About 47% of the periods in the Wall Street Journal corpus

denote abbreviations.[1]

As well, question marks and exclamation marks may

appear in embedded quotations, emoticons, computer code, and slang.

Another approach is to automatically

learn a set of rules from a set of documents where the sentence

breaks are pre-marked.

Languages like Japanese and Chinese

have unambiguous sentence-ending markers.

The standard 'vanilla' approach to

locate the end of a sentence:

(a) If

it's a period,

it ends a sentence.

(b) If the preceding

token is on my hand-compiled list of abbreviations, then

it doesn't end a sentence.

(c) If the next

token is capitalized, then

it ends a sentence.

This

strategy gets about 95% of sentences correct.[2]

Solutions have been based on a maximum entropy model.[3]

The SATZ architecture uses a neural network to

disambiguate sentence boundaries and achieves 98.5% accuracy.

(I’m not sure if I split it properly.)

If there are no means to segment independent clauses, are there any search terms that I can use to further explore this topic?

Thanks.

回答1:

To the best of my knowledge, there is no readily available tool to solve this exact problem. Usually, NLP systems do not get into the problem of identifying different types of sentences and clauses as defined by English grammar. There is one paper published in EMNLP which provides an algorithm which uses the SBAR tag in parse trees to identify independent and dependent clauses in a sentence.

You should find section 3 of this paper useful. It talks about English language syntax in some details, but I don't think the entire paper is relevant to your question.

Note that they have used the Berkeley parser (demo available here), but you can obviously any other constituency parsing tool (e.g. the Stanford parser demo available here).



回答2:

Chthonic Project gives some good information here:

Clause Extraction using Stanford parser

Part of the answer:

It is probably better if you primarily use the constituenty-based parse tree, and not the dependencies.

The clauses are indicated by the SBAR tag, which is a clause introduced by a (possibly empty) subordinating conjunction.

All you need to do is the following:

  1. Identify the non-root clausal nodes in the parse tree
  2. Remove (but retain separately) the subtrees rooted at these clausal nodes from the main tree.
  3. In the main tree (after removal of subtrees in step 2), remove any hanging prepositions, subordinating conjunctions and adverbs.
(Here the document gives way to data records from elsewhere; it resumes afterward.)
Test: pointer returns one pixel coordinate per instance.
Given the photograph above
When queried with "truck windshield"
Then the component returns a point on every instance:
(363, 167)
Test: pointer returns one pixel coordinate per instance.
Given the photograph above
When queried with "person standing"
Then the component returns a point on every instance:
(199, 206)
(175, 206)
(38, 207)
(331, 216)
For a list of all clausal tags (and, in fact, all Penn Treebank tags), see this list: http://www.surdeanu.info/mihai/teaching/ista555-fall13/readings/PennTreebankConstituents.html

For an online parse-tree visualization, you may want to use the online Berkeley parser demo.

It helps a lot in forming a better intuition.

Here's the image generated for your example sentence:



回答3:

I don't know any tools that do clause segmentation, but in rhetorical structure theory, there is a concept called "elementary discourse unit" which work in a similar way as a clause. They are sometimes, however, slightly smaller than clauses.

You may see the section 2.0 of this manual for more information about this concept:

https://www.isi.edu/~marcu/discourse/tagging-ref-manual.pdf

There are some software available online that can segment sentence into their elementary discourse unit , for instance:

http://alt.qcri.org/tools/discourse-parser/

and

https://github.com/jiyfeng/DPLP



回答4:

Via user YourWelcomeOrMine from the subreddit /r/LanguageTechnology/:

“I would check out Stanford's CoreNLP. I believe you can customize how a sentence is broken up.”



回答5:

Via user Breakthrough from Superuser:

I've found different classifiers using the NPS Chat Corpus training set to be very effective for a similar application.